El ejemplo más visible es la palma de aceite. Bolívar tiene cultivos en 22 municipios, 37.653 hectáreas sembradas y más de 18.600 empleos asociados al sector. Según Fedepalma, el departamento aportó en 2025 el 3,1 por ciento del aceite de palma crudo producido en Colombia y el 3,9 por ciento del palmiste nacional.

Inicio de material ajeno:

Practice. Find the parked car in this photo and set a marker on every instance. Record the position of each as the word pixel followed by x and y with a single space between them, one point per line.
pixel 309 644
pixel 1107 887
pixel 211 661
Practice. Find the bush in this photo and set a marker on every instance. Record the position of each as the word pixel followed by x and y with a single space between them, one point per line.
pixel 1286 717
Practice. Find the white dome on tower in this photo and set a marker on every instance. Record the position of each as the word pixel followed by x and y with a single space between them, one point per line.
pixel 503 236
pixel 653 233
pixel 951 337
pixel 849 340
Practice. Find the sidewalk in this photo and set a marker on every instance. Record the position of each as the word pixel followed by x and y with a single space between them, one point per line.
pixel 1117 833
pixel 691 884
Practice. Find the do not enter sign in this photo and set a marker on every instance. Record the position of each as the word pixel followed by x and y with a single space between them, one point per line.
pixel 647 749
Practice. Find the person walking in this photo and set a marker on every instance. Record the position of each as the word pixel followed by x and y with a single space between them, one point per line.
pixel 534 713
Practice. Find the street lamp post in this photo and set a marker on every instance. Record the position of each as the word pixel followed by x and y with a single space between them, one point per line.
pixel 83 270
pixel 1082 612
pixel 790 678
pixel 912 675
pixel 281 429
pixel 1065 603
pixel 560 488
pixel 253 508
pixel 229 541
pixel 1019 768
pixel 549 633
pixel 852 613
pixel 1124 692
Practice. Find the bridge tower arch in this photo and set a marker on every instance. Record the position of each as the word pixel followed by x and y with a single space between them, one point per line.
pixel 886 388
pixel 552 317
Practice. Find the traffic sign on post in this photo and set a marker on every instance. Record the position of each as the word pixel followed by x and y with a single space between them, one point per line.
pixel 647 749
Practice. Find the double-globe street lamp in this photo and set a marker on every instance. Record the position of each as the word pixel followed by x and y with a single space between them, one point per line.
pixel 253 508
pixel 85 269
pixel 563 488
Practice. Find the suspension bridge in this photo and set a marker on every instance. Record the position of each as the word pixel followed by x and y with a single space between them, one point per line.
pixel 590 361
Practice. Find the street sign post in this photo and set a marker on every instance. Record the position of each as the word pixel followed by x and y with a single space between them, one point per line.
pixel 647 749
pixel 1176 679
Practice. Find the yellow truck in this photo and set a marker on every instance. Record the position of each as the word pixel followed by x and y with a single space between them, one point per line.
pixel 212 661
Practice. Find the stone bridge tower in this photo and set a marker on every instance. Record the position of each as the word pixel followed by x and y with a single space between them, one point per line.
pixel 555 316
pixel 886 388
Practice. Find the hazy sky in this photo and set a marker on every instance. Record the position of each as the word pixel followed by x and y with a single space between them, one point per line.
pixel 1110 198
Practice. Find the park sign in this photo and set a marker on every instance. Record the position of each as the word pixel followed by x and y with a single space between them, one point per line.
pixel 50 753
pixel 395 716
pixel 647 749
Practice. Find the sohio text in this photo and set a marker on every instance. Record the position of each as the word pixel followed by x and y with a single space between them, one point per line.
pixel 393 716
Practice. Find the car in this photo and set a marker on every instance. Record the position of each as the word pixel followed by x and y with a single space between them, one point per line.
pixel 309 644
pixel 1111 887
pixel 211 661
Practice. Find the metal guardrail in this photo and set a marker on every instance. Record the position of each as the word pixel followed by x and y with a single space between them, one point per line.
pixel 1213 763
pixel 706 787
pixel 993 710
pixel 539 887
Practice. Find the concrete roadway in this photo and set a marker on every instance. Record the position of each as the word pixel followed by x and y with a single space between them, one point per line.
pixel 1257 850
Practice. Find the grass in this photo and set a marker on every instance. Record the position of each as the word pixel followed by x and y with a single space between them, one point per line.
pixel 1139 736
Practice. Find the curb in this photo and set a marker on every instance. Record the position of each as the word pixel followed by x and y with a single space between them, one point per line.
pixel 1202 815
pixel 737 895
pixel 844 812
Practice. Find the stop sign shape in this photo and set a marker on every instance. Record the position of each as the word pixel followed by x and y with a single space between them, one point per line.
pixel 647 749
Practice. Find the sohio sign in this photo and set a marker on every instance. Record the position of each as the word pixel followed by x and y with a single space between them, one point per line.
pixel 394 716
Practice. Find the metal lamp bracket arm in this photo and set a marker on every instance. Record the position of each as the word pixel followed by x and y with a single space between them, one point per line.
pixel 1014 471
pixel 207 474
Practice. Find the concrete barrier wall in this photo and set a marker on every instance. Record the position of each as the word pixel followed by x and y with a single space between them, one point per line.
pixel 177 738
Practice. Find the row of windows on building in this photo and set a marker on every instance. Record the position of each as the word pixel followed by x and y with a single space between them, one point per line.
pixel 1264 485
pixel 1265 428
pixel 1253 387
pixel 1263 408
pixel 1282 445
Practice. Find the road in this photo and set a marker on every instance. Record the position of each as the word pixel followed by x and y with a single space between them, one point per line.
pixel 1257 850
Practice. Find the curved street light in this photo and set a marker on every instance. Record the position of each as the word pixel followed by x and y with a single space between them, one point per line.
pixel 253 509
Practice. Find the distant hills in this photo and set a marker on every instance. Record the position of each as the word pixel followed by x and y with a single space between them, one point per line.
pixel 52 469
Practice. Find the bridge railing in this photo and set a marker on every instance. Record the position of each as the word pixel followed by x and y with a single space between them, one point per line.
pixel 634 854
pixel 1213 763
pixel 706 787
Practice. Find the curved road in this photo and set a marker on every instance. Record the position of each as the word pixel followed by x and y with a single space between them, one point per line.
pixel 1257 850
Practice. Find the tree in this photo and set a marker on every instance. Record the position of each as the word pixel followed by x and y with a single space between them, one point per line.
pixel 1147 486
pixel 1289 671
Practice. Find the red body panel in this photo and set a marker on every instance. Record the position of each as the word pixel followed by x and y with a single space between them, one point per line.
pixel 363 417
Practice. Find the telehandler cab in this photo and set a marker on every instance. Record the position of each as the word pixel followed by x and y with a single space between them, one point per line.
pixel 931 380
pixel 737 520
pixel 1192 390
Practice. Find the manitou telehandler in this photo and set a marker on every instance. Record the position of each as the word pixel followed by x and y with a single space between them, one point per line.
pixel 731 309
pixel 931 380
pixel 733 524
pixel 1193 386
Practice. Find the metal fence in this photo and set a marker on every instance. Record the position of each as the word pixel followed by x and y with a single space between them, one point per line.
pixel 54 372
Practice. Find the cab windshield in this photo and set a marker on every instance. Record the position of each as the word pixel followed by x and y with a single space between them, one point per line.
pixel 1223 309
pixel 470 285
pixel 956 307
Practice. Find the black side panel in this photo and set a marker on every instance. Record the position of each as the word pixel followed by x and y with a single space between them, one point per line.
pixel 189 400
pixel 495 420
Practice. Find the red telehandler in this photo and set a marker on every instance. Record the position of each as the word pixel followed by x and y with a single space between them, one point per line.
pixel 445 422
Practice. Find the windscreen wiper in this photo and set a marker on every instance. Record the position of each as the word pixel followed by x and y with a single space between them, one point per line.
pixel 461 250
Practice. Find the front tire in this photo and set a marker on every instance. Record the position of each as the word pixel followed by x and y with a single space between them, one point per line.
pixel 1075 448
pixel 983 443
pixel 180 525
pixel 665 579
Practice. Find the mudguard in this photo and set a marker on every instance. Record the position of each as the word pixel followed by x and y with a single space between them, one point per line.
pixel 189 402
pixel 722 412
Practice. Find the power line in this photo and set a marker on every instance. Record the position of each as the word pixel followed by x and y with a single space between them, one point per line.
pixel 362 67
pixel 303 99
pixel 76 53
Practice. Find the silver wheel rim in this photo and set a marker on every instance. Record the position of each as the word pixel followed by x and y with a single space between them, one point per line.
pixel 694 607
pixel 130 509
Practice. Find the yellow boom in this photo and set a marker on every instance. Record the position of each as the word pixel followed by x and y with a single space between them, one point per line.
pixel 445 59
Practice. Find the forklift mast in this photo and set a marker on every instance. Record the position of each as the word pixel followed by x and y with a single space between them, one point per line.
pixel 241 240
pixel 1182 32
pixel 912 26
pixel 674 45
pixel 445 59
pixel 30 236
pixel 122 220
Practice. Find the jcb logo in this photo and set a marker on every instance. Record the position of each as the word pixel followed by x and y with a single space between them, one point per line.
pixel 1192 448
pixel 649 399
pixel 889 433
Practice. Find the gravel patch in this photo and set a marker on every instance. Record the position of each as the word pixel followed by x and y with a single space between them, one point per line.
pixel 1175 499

Detrás de esas cifras hay 1.238 palmicultores, de los cuales más del 82 por ciento son pequeños productores. Nicolás Pérez Marulanda, presidente ejecutivo de Fedepalma, señaló que la producción nacional alcanzó cifras récord en 2025, impulsada por mejoras en productividad y mayor orientación exportadora. El auge del biodiésel también abrió nuevas oportunidades para el sector, aunque persisten desafíos.
La discusión de fondo en Bolívar ya no gira solo alrededor del crecimiento económico. El departamento entendió que el reto ahora es conectar esa industria sofisticada con oportunidades reales para las regiones rurales. Por eso la Gobernación impulsa una política pública de productividad enfocada en formación pertinente, integración territorial y generación de valor agregado. La construcción de la Universidad Montemariana y la adecuación de megacolegios como centros de educación superior buscan responder a esa deuda histórica.
La apuesta es que los jóvenes puedan desarrollar industria alrededor del campo y no limitarse únicamente a la producción primaria, contribuyendo a resolver también un problema de relevo generacional.
Crece el tejido empresarial
Ese intento de sofisticar la economía se refleja en los planes de competitividad construidos junto a la Cámara de Comercio de Cartagena y el sector privado. El objetivo: fortalecer clústeres industriales, logísticos y marítimos con visión a 2040.
Andrea Piña Gómez, presidenta ejecutiva de la Cámara de Comercio de Cartagena, señaló que Bolívar pasó de 44.671 empresas en 2024 a 47.965 en 2025, un crecimiento de 7,4 por ciento. Solo el norte del departamento concentra más de 40.500 empresas, impulsadas principalmente por comercio, turismo e industria manufacturera. Sin embargo, el 90 por ciento de las compañías son microempresas y el 54 por ciento corresponde a personas naturales. Las grandes empresas representan menos del 1 por ciento del total.
Entre tanto, en Cartagena el mercado laboral muestra señales de recuperación. El número de ocupados aumentó de 404.404 personas en 2024 a 418.774 en 2025. Sectores como construcción, actividades inmobiliarias y alojamiento registraron crecimientos significativos impulsados por el turismo y el desarrollo urbano.
El Gobierno nacional también mira a Bolívar como un territorio prioritario. A través de iNNpulsa, el Ministerio de Comercio destinó más de 4.000 millones de pesos entre 2022 y 2025 para fortalecer más de 240 mipymes vinculadas a la cadena astillera y marítima.
Hoy, la industria naval y fluvial aparece como otra de las apuestas silenciosas del departamento, sumada al turismo de cruceros, la logística portuaria y el comercio exterior, que fortalecen una economía que busca diversificarse mientras avanza hacia energías más limpias. La propia Refinería de Cartagena ya trabaja en esa transición. En 2025 inició las obras de Coral, una planta de hidrógeno verde que será una de las más grandes de América Latina y que reducirá emisiones mientras se adapta la operación industrial a las nuevas exigencias energéticas.